Brown butter cherry chocolate blondies

We managed to beat the birds this year in collecting a lot of our cheeries, and this was the first recipe we tried (original recipe here) although we didn't follow it faithfully it was totally a favourite for the summer of lockdown!



Ingredients

Blondies

  • 10 Tbsp unsalted butter
  • 1 1/4 cups light brown sugar
  • 1tbl flax seed in 3tbl of water
  • 1 tsp vanilla extract
  • pinch salt
  • 1 1/4 cups flour
  • 1 cup ripe cherries, pitted and quartered
  • 100g chocolate, chopped into small pieces, approx 0.5mm

Topping

  • 1/4 cup ripe cherries, pitted and quartered
  • 30g semisweet chocolate, chopped


Method

  • Make Brown Butter: Cook butter in a heavy saucepan over medium heat, stirring constantly until it foams, turns clear, and then turns a deep brown, apparently this should take about 6mins but it took longer. The butter separates and leaves grainy pieces in the bottom. I filter out the grainy bits.

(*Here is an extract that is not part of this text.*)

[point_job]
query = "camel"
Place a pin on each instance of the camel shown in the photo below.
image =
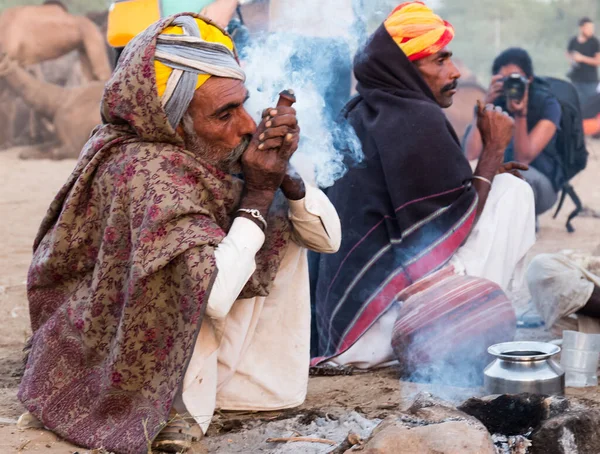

Pour brown butter into a medium bowl and let cool to room temperature.
  • Preheat oven to 180c and line an 8-inch square baking pan with parchment paper
  • Add brown sugar, flax seed egg replacement, extract, and salt to bowl and whisk until smooth. 
  • Fold in flour just until incorporated, then fold cherries and chocolate into batter. 
  • Scrape batter into prepared pan and use a piece of parchment paper coated with nonstick spray to press batter evenly into pan. 
  • Top with remaining cherries and chocolate, pressing gently into the batter; tap pan sharply to remove air bubbles.
  • Bake for approx 35 minutes, until golden and set in the middle, and a toothpick inserted in the center comes out clean or with a few crumbs attached. 
  • Cool completely in pan on a wire rack.  Carefully lift parchment to remove bars from pan and place on a cutting board; cut into squares with a sharp knife.